Dilbeck also mentioned eye discipline as an area that needs improvement and talked about other challenges to playing the position for the first time at the varsity level.
“The hardest thing is it’s a different level of being quicker and more athletic. There’s a guy running full speed right at you, and you have to stay with them running backwards,” Dilbeck said. “When you’re on offense, you know who’s getting the ball and who’s running what route. But at corner, you don’t know any of that, so you have to read that as the play’s going on.”
Dilbeck is the fastest player on the defense.
“He’s really athletic,” Robinson said. “He can rely on his speed. He does need to work on his eye discipline.”
Robinson explained how the time they spent on offense wasn’t wasted: “There are out routes and fade balls. I know where the quarterback is trying to place the ball and where I can go make a play on the ball.

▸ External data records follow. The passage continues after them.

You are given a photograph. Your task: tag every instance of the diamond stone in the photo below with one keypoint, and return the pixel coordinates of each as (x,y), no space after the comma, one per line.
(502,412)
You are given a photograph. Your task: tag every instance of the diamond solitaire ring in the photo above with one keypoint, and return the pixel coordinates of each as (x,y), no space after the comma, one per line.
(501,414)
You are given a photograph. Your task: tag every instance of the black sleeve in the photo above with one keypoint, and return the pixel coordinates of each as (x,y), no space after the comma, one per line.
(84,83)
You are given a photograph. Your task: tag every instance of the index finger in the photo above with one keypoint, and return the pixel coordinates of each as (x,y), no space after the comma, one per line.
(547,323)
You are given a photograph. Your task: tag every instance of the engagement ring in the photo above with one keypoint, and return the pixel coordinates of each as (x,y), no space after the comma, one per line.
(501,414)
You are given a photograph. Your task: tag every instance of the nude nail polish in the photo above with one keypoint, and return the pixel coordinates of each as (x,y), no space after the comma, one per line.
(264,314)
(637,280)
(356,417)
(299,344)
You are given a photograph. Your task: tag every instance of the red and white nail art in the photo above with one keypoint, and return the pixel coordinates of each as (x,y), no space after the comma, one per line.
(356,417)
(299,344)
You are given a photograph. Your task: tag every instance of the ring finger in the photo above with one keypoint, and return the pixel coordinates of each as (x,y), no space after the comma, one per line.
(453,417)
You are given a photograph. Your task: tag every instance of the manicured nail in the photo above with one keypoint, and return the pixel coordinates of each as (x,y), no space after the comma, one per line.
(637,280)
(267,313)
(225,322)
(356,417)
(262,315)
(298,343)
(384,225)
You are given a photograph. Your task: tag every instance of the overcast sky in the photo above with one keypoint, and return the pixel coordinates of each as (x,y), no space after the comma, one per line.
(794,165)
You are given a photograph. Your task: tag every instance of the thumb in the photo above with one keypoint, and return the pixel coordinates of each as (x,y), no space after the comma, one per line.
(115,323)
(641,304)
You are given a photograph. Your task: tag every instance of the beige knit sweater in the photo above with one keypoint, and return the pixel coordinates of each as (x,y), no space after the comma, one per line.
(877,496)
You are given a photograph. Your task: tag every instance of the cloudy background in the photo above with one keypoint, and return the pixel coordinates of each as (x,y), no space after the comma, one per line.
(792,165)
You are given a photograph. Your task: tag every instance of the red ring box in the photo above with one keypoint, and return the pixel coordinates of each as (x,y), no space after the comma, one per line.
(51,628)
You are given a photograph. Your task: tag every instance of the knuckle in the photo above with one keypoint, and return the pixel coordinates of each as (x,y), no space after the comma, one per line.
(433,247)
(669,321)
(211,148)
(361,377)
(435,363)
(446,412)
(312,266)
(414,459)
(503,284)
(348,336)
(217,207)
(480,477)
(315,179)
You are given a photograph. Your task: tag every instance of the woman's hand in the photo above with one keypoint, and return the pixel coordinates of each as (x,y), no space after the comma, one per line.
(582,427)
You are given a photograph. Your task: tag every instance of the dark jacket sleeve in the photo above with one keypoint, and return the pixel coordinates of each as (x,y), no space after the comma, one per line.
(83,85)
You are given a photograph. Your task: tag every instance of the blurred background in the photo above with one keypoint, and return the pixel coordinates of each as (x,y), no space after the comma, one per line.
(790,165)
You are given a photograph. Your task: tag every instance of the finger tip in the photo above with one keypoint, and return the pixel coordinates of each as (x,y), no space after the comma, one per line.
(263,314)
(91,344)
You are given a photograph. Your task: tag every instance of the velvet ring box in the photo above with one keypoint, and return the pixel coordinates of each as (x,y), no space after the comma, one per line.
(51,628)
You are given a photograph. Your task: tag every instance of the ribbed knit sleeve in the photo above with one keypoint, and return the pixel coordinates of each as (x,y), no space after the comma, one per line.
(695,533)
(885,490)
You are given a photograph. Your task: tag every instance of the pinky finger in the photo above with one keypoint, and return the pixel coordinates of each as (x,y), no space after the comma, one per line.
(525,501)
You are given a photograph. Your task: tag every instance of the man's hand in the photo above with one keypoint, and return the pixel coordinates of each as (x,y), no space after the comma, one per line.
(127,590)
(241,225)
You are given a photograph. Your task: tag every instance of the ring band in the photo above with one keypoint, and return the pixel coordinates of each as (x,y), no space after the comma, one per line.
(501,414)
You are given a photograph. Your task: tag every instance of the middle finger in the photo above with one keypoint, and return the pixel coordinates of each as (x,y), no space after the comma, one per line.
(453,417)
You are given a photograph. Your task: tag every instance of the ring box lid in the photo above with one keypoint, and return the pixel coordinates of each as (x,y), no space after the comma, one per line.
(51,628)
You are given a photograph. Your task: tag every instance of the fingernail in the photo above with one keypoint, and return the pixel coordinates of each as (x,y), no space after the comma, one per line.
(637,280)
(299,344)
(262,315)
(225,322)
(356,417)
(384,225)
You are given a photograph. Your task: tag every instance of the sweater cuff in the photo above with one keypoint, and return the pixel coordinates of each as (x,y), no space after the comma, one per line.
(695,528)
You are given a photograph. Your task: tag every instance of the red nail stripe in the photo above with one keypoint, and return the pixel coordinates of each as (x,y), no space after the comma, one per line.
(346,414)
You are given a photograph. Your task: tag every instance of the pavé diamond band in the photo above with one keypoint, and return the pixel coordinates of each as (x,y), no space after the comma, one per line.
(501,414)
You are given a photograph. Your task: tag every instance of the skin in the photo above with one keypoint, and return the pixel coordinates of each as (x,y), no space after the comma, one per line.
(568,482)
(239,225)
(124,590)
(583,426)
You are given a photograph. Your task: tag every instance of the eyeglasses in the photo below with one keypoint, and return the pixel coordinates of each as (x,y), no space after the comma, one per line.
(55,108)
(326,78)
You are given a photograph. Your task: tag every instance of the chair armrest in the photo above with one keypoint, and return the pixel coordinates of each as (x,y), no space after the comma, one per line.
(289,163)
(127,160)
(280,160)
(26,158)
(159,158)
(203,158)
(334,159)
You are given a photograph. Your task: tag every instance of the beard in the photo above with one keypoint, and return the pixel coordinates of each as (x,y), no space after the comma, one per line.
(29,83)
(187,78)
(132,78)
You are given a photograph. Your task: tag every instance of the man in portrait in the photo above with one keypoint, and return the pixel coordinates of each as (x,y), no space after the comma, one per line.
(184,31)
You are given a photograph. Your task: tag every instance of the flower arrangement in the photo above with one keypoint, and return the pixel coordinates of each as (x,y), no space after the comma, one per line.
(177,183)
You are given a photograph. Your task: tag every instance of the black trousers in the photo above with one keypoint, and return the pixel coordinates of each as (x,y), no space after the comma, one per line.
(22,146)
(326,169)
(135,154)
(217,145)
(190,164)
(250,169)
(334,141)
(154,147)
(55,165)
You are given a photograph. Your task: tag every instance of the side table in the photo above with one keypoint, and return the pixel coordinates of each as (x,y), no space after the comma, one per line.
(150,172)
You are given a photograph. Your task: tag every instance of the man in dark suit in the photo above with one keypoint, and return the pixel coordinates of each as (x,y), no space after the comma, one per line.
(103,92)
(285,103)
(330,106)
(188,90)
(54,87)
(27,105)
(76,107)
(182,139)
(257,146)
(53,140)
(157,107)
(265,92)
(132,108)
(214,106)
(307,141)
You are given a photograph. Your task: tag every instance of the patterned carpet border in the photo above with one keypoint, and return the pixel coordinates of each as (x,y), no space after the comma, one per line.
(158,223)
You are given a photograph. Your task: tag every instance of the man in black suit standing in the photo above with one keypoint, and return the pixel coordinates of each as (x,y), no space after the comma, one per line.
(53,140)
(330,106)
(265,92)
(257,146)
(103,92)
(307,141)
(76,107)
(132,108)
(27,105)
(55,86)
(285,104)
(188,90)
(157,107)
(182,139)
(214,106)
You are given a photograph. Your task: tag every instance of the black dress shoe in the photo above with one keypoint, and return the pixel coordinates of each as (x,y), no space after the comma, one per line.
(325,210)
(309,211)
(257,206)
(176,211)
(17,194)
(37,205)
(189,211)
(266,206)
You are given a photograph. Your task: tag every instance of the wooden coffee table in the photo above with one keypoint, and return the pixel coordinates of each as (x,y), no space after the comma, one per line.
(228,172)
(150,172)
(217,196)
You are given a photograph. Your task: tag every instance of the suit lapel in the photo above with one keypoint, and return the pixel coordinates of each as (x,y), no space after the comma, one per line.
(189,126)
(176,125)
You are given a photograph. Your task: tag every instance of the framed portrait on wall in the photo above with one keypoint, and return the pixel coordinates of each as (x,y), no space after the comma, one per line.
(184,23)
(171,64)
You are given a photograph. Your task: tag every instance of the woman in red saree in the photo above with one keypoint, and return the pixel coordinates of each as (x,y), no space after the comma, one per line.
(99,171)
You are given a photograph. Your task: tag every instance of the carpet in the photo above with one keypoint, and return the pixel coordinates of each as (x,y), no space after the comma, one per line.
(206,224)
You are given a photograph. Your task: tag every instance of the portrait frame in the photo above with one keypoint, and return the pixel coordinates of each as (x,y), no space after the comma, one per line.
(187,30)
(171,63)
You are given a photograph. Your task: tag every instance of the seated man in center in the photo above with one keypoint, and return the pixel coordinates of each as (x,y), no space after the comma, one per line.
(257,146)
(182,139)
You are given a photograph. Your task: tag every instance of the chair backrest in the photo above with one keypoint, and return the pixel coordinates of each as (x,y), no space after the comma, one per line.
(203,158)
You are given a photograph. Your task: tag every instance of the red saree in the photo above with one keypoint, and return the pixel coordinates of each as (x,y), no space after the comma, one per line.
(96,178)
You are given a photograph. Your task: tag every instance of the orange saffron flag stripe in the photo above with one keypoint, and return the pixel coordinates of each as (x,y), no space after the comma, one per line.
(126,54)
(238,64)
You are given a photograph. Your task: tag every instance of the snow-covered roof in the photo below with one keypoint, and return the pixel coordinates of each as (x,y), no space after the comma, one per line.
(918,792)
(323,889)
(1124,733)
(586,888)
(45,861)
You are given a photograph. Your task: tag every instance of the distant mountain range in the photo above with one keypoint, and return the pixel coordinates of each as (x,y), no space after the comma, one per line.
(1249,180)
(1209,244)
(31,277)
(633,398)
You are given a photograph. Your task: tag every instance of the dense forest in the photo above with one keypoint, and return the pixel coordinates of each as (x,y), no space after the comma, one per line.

I also know when I look at the receiver’s hips, I know he’s trying to make a cut because I’ve been there.”
Also, he said, last season’s drills on “how to catch it, where to catch, when to catch it,” run by receivers coach Colton Tuzinski helped him to make his first two interceptions.
Robinson said his first pick in his first game at the position, just three weeks into his cornerback education, “boosted my confidence a lot. It allowed me to breathe and think: ‘I’ve got this. I can do this. I’m capable of being on this team and starting for us.’ And all my teammates are there to hype me up.”
That helped but didn’t make the stress of learning so much so quickly completely vanish.
“First game, Hobart, and even Morton, we were definitely feeling the nerves,” Robinson said. “Me more than Peyton because Peyton is more relaxed and he’s ready to go all the time. The Michigan City game and the LaPorte game, you don’t feel as many nerves because you’re used to it. You know what’s going to happen. You watch film.”
Still, it’s the nature of the position that other than when making an interception, a cornerback is noticed most when at the scene of a play that didn’t go his way.
“If Peyton lets up a big play, he gets down on himself,” Robinson said. “Being such close friends, we can communicate and pick each other right back up, because if you’re down, you play bad. You’re in your own head and you can’t think about anything but what’s happening in your head, so you can’t do that in the game. It’s important to stay up and keep a smile on your face.”
If Dilbeck and Robinson read the players they are assigned to cover as well tonight as they read their own roster in the summer, they’ll be up to the challenge. Their switch from offense has worked well for the team and for their snap totals.